Tuesday's showdown is "yet another show vote designed to honor the political wish list of extremists," said Senate Minority Leader Harry Reid, D-Nev.
The Republican bill would set criminal penalties of up to five years in prison for doctors who perform most abortions 20 weeks or more into pregnancy. The House approved the legislation in May.
Sen. Lindsey Graham, R-S.C., a presidential candidate and sponsor of the legislation, said the U.S. is one of just seven countries allowing abortions after 20 weeks and said: "America needs to get out of this club."
About 1 percent of reported abortions involve pregnancies of 20 weeks or more, according to the federal Centers for Disease Control and Prevention.
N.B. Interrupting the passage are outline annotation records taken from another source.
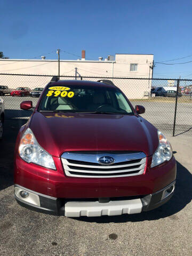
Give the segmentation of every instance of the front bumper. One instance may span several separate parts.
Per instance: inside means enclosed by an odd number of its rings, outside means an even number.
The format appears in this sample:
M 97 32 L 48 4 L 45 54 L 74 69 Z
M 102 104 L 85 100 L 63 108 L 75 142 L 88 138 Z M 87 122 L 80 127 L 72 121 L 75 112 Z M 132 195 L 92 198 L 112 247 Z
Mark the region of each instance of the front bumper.
M 172 196 L 175 183 L 174 181 L 163 189 L 140 198 L 126 197 L 124 198 L 68 200 L 43 195 L 17 185 L 15 185 L 14 196 L 21 206 L 44 213 L 68 217 L 112 216 L 139 213 L 161 206 Z M 22 197 L 21 191 L 28 192 L 28 197 Z

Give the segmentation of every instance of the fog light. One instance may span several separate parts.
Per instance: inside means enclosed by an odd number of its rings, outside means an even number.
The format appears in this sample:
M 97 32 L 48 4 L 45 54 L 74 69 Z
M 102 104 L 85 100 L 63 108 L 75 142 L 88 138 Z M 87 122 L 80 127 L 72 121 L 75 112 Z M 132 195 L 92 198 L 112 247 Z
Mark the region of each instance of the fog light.
M 171 186 L 171 187 L 167 188 L 167 189 L 166 190 L 166 191 L 168 193 L 170 193 L 172 191 L 173 189 L 173 186 Z
M 20 192 L 20 195 L 21 197 L 23 197 L 23 198 L 26 198 L 29 196 L 29 193 L 26 191 L 22 190 Z

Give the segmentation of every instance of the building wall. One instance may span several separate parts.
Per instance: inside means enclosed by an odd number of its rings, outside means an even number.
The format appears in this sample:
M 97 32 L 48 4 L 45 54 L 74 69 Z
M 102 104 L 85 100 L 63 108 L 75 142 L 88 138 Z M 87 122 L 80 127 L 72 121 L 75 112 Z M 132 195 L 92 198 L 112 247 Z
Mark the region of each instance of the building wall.
M 151 81 L 116 79 L 115 77 L 151 78 L 153 55 L 116 54 L 115 61 L 61 60 L 60 75 L 114 77 L 111 79 L 130 99 L 141 99 L 150 91 Z M 137 71 L 130 71 L 130 64 L 137 63 Z M 54 60 L 12 60 L 0 59 L 0 73 L 57 75 L 58 62 Z M 74 79 L 62 78 L 62 79 Z M 78 79 L 78 78 L 77 79 Z M 84 78 L 97 81 L 97 78 Z M 10 88 L 44 86 L 49 77 L 0 75 L 0 84 Z

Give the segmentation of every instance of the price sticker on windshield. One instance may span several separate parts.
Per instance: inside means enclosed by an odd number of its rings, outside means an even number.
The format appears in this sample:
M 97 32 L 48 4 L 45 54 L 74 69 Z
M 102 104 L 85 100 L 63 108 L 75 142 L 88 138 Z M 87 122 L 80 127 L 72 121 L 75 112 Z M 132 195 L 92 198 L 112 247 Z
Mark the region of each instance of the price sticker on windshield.
M 68 98 L 73 98 L 74 96 L 74 94 L 75 94 L 74 92 L 72 92 L 72 91 L 68 92 L 67 91 L 61 91 L 59 90 L 57 90 L 57 91 L 50 90 L 50 91 L 48 91 L 46 96 L 47 97 L 50 97 L 51 96 L 54 96 L 54 97 L 58 97 L 59 96 L 60 96 L 62 98 L 65 98 L 66 97 Z
M 65 86 L 52 86 L 49 88 L 49 90 L 53 90 L 54 91 L 69 91 L 70 88 Z

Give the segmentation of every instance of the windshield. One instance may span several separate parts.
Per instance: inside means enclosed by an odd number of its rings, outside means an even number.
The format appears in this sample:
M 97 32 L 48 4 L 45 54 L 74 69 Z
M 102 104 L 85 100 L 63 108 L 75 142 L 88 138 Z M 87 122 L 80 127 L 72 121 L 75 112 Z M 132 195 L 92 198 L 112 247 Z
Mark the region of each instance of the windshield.
M 23 88 L 23 87 L 18 87 L 18 88 L 17 88 L 16 90 L 18 91 L 22 91 L 25 90 L 25 88 Z
M 34 91 L 43 91 L 43 88 L 35 88 L 35 89 L 34 89 Z
M 39 111 L 133 115 L 131 106 L 116 87 L 69 85 L 45 91 Z

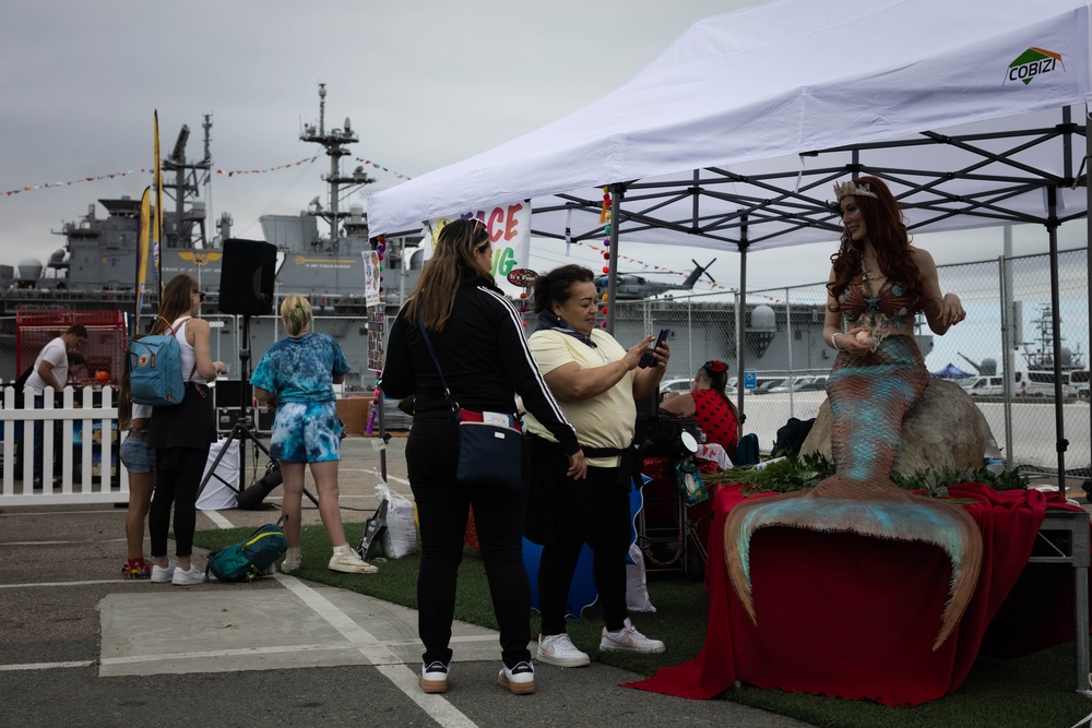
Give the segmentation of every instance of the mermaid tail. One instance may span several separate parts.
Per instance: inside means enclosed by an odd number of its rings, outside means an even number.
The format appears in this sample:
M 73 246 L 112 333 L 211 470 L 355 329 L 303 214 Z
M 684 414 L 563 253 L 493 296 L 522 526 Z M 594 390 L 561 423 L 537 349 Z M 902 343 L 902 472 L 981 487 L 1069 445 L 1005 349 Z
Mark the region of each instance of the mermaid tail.
M 928 385 L 922 355 L 909 336 L 891 336 L 864 357 L 843 353 L 828 380 L 833 409 L 835 474 L 807 493 L 740 503 L 724 526 L 724 560 L 732 587 L 757 621 L 750 582 L 750 538 L 759 528 L 790 526 L 821 533 L 921 541 L 952 562 L 949 598 L 933 649 L 951 635 L 978 581 L 982 534 L 962 508 L 915 497 L 891 480 L 906 413 Z

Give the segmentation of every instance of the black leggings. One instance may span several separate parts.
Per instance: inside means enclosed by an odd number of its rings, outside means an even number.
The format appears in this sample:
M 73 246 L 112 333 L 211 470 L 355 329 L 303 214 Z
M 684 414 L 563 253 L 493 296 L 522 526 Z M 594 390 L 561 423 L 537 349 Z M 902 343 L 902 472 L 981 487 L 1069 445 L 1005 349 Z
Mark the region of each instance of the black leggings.
M 170 505 L 175 505 L 175 554 L 193 553 L 193 529 L 198 520 L 198 488 L 209 461 L 209 445 L 166 447 L 155 451 L 155 491 L 147 513 L 152 556 L 167 556 Z
M 468 509 L 482 547 L 492 611 L 500 626 L 501 657 L 509 668 L 530 661 L 531 587 L 523 568 L 522 490 L 462 486 L 455 481 L 459 425 L 417 419 L 406 441 L 410 487 L 420 518 L 417 629 L 423 661 L 450 663 L 455 582 L 463 558 Z

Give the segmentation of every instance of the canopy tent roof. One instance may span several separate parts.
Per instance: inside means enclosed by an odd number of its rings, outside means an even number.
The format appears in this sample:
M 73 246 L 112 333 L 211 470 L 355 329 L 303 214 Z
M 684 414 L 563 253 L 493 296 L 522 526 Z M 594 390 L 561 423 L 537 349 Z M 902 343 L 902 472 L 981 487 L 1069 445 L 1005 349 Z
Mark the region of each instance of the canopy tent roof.
M 531 200 L 533 236 L 598 239 L 610 186 L 613 244 L 738 251 L 746 298 L 748 251 L 838 239 L 831 183 L 875 175 L 914 231 L 1045 225 L 1056 281 L 1057 226 L 1088 219 L 1089 11 L 1088 0 L 773 0 L 710 17 L 598 102 L 376 192 L 370 232 Z M 616 271 L 612 255 L 610 300 Z M 1060 375 L 1055 396 L 1060 411 Z
M 761 250 L 835 239 L 830 183 L 851 172 L 888 180 L 918 231 L 1081 217 L 1089 24 L 1083 0 L 714 16 L 601 100 L 372 194 L 369 226 L 531 199 L 533 235 L 600 238 L 598 188 L 617 184 L 626 240 Z
M 970 372 L 965 372 L 951 361 L 948 362 L 940 371 L 929 372 L 929 377 L 938 377 L 942 379 L 968 379 L 969 377 L 974 377 Z

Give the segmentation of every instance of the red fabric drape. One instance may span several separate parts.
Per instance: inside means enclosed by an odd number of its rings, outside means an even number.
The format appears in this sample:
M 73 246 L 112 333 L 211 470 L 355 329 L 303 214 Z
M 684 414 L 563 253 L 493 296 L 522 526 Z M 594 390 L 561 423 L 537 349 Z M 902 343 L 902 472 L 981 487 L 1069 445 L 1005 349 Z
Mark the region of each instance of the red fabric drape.
M 940 549 L 923 544 L 762 528 L 751 540 L 758 614 L 758 623 L 751 623 L 724 569 L 724 520 L 744 499 L 741 487 L 731 486 L 719 489 L 713 501 L 702 652 L 693 661 L 626 687 L 707 699 L 740 680 L 886 705 L 917 705 L 953 692 L 1021 575 L 1048 498 L 1037 490 L 1001 492 L 982 484 L 949 490 L 952 498 L 974 501 L 965 508 L 982 530 L 984 556 L 974 598 L 956 632 L 936 652 L 931 645 L 951 566 Z M 1057 493 L 1051 500 L 1052 506 L 1071 508 Z M 1069 581 L 1072 570 L 1054 573 L 1055 580 Z M 1071 613 L 1070 601 L 1058 609 Z M 1055 621 L 1043 608 L 1038 602 L 1038 620 Z M 1034 648 L 1071 640 L 1071 624 L 1068 635 L 1065 630 L 1042 631 Z

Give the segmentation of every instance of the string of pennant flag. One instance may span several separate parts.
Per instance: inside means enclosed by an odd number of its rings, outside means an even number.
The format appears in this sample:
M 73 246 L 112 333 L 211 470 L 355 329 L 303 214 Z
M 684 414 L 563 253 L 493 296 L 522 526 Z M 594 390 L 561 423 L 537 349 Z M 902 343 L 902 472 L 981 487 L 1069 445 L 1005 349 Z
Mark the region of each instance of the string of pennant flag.
M 216 174 L 224 177 L 235 177 L 236 175 L 264 175 L 272 171 L 280 171 L 282 169 L 288 169 L 290 167 L 299 167 L 300 165 L 312 164 L 318 156 L 306 157 L 297 162 L 289 162 L 282 165 L 276 165 L 275 167 L 266 167 L 264 169 L 216 169 Z M 411 179 L 408 175 L 403 175 L 401 172 L 392 170 L 390 167 L 384 167 L 383 165 L 375 162 L 373 159 L 365 159 L 364 157 L 356 157 L 356 160 L 366 165 L 371 166 L 372 169 L 381 169 L 384 172 L 394 175 L 397 179 Z M 2 190 L 0 194 L 5 198 L 10 198 L 15 194 L 23 194 L 25 192 L 33 192 L 36 190 L 51 190 L 60 187 L 71 187 L 73 184 L 80 184 L 83 182 L 100 182 L 103 180 L 117 179 L 121 177 L 128 177 L 129 175 L 152 175 L 154 174 L 152 169 L 141 167 L 140 169 L 126 169 L 123 171 L 115 171 L 106 175 L 92 175 L 87 177 L 79 177 L 76 179 L 63 180 L 58 182 L 39 182 L 37 184 L 21 184 L 20 187 Z M 207 178 L 205 179 L 207 182 Z

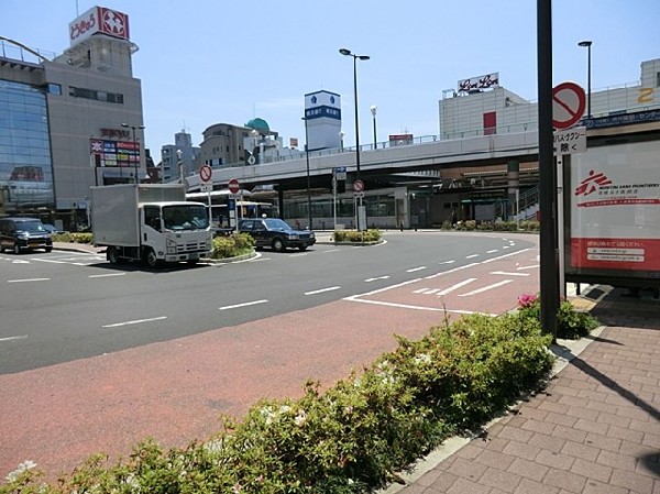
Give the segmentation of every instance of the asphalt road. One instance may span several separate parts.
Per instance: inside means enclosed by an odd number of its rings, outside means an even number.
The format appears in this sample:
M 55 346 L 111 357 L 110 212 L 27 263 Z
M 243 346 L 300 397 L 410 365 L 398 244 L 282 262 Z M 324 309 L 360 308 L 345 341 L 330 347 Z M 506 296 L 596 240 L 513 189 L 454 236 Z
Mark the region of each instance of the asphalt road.
M 68 252 L 0 254 L 0 476 L 50 479 L 152 437 L 185 446 L 260 399 L 296 398 L 447 318 L 538 292 L 538 237 L 387 232 L 160 271 Z
M 112 266 L 102 254 L 0 254 L 0 373 L 302 310 L 530 249 L 536 241 L 453 232 L 385 239 L 375 246 L 264 250 L 248 262 L 160 270 Z

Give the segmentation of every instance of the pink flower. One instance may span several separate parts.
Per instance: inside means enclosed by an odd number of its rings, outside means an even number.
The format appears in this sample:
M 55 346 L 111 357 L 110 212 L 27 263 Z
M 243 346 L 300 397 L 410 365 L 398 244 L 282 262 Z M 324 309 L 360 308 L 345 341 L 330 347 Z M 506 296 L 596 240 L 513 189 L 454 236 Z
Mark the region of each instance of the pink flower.
M 518 297 L 518 306 L 524 308 L 531 307 L 537 300 L 538 297 L 534 294 L 522 294 Z

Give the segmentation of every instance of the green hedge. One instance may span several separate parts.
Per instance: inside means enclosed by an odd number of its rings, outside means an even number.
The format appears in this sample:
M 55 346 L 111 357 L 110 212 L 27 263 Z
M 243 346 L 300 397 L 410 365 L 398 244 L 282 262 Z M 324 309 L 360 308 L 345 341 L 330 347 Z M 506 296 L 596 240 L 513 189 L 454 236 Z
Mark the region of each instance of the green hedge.
M 383 234 L 381 230 L 334 230 L 332 240 L 334 242 L 380 242 Z
M 210 441 L 151 440 L 117 464 L 91 458 L 58 485 L 23 465 L 1 494 L 360 493 L 386 485 L 449 436 L 477 427 L 548 376 L 554 356 L 525 311 L 431 328 L 321 392 L 254 405 Z
M 211 259 L 228 259 L 249 254 L 254 250 L 254 239 L 248 233 L 232 233 L 228 237 L 216 237 Z

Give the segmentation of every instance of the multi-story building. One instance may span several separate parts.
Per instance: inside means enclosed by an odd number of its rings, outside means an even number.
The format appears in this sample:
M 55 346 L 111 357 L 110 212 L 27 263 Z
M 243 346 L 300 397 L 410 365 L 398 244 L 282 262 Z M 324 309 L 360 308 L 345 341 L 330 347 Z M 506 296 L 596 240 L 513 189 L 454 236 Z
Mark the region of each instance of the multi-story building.
M 69 24 L 69 40 L 52 58 L 2 42 L 0 197 L 8 213 L 75 230 L 90 186 L 142 182 L 146 167 L 128 15 L 95 7 Z

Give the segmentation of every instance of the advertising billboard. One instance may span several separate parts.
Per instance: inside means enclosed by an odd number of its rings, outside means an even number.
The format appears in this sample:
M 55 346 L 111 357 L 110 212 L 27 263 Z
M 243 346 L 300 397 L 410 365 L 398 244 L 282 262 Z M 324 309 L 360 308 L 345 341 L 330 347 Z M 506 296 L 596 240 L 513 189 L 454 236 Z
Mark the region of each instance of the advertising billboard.
M 590 146 L 569 175 L 566 274 L 660 281 L 660 141 Z
M 69 45 L 74 46 L 96 33 L 130 40 L 129 17 L 123 12 L 92 7 L 69 23 Z

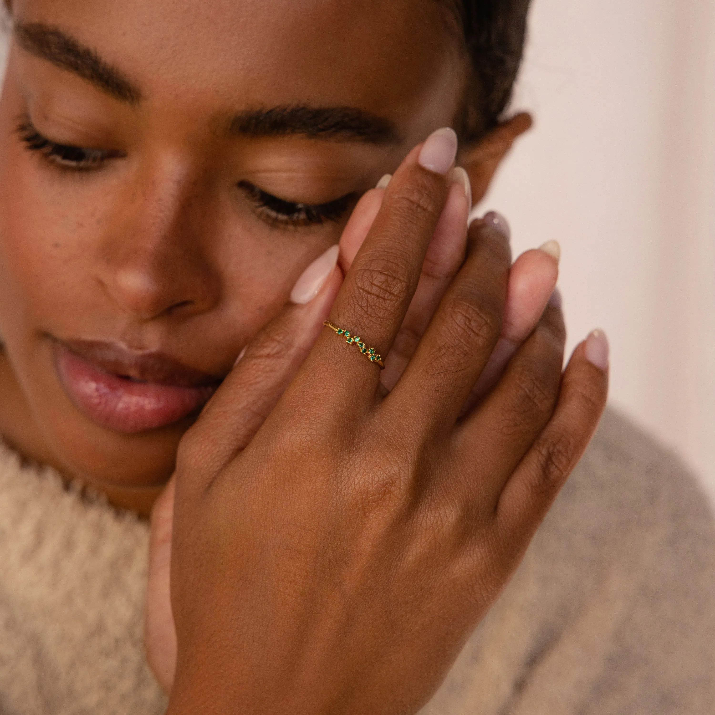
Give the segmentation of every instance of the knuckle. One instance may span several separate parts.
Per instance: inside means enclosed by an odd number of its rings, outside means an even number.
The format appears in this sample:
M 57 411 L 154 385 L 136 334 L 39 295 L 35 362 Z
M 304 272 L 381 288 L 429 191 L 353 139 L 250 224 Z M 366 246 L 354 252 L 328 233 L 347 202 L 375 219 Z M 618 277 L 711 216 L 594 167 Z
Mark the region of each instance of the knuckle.
M 460 297 L 453 297 L 446 306 L 448 338 L 445 343 L 453 352 L 463 355 L 490 345 L 501 330 L 498 313 Z
M 576 447 L 573 438 L 563 432 L 534 445 L 538 474 L 533 485 L 539 497 L 550 500 L 556 496 L 573 468 Z
M 518 412 L 521 418 L 541 418 L 553 412 L 556 401 L 556 385 L 541 365 L 532 361 L 518 363 L 513 375 L 518 394 Z
M 370 317 L 382 317 L 385 312 L 407 300 L 410 282 L 404 266 L 395 260 L 380 257 L 369 259 L 355 269 L 356 307 Z
M 606 393 L 595 382 L 586 381 L 573 387 L 573 398 L 581 410 L 588 416 L 598 415 L 603 409 Z
M 281 325 L 268 323 L 251 346 L 251 357 L 259 360 L 281 358 L 295 350 L 295 343 Z
M 410 222 L 420 223 L 435 219 L 441 213 L 441 202 L 433 185 L 418 177 L 409 185 L 396 189 L 391 197 L 395 211 Z

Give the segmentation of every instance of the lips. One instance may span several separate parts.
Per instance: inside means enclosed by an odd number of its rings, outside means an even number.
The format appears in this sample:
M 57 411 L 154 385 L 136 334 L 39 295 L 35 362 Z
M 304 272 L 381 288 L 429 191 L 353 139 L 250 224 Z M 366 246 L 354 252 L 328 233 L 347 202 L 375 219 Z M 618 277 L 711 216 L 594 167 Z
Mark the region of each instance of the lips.
M 159 352 L 110 342 L 53 341 L 60 382 L 74 405 L 100 427 L 128 434 L 166 427 L 198 410 L 222 378 Z

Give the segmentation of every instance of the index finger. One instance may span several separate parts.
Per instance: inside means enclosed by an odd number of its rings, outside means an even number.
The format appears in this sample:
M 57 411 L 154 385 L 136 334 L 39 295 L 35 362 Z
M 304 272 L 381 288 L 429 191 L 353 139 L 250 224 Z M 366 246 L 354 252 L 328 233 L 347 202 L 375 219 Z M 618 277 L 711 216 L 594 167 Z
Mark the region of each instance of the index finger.
M 390 350 L 417 287 L 449 194 L 456 152 L 457 135 L 450 129 L 438 129 L 410 152 L 388 187 L 333 305 L 330 321 L 359 335 L 380 355 Z M 337 381 L 347 371 L 376 388 L 377 366 L 327 332 L 316 346 L 314 358 L 330 366 Z

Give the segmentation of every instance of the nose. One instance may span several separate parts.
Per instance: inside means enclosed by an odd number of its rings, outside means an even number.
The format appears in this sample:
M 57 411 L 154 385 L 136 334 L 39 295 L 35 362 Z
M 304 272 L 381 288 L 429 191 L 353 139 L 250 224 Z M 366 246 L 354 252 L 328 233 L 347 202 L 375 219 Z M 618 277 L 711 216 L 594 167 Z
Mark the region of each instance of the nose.
M 205 312 L 219 299 L 210 229 L 198 183 L 177 167 L 135 177 L 102 241 L 99 279 L 110 299 L 142 321 Z M 203 210 L 202 209 L 203 208 Z

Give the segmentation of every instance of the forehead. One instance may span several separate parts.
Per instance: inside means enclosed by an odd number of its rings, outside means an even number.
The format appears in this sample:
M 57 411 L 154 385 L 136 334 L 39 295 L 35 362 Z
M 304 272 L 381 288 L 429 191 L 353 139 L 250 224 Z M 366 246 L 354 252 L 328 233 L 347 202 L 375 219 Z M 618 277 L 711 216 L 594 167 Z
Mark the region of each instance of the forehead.
M 460 79 L 434 0 L 20 0 L 14 14 L 96 49 L 149 103 L 353 106 L 400 122 Z

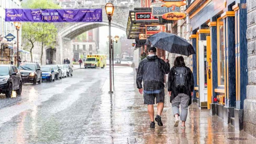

Republicans hoped that simply allowing a vote on the bill — which Democrats would not allow when they controlled the Senate — would appeal to socially conservative voters and create campaign problems for Democratic senators from GOP-leaning states. By opposing the legislation and casting the battle as one over access to women's health care, Democrats saw an opportunity to appeal to female and younger voters.
Tuesday's vote came with Republicans trying to halt the $450 million in federal funding that goes yearly to Planned Parenthood, about a third of its overall budget. Senate Democrats blocked a GOP bill last month that would have cut off Planned Parenthood's federal dollars, and McConnell has said the effort won't succeed unless President Barack Obama is replaced by a Republican president in next year's elections.
Lawmakers' focus on abortion intensified thanks to clandestinely recorded videos showing Planned Parenthood officials describing how they sometimes send fetal tissue to medical researchers. Some conservatives want the Planned Parenthood cutoff included in legislation financing government agencies, which would all but guarantee an Obama veto and a partial government shutdown on Oct. 1.
Abortion foes say the videos show Planned Parenthood has violated federal prohibitions against profiting from fetal tissue sales or changing some abortion procedures to maximize the harvesting of fetuses' organs. Planned Parenthood says it's broken no laws and says the videos were dishonestly manipulated to distort the recorded conversations.
Under the bill blocked Tuesday, late abortions would be allowed for pregnant women whose lives are endangered or who are victims of rapes for which they've received counseling or medical treatment. Minors made pregnant by rape or incest would be exempted if they'd reported the assault to government authorities.
Doctors performing a permissible late-term abortion would have to try saving the fetus' life if possible, including having a neonatal specialist present and hospitalizing the newborn. Democrats say such requirements are designed to intimidate doctors out of performing abortions.
Forty-three states have barred abortions after specific stages of pregnancy, including 22 that do so after at least 20 weeks, according to the Guttmacher Institute, a reproductive-rights research group.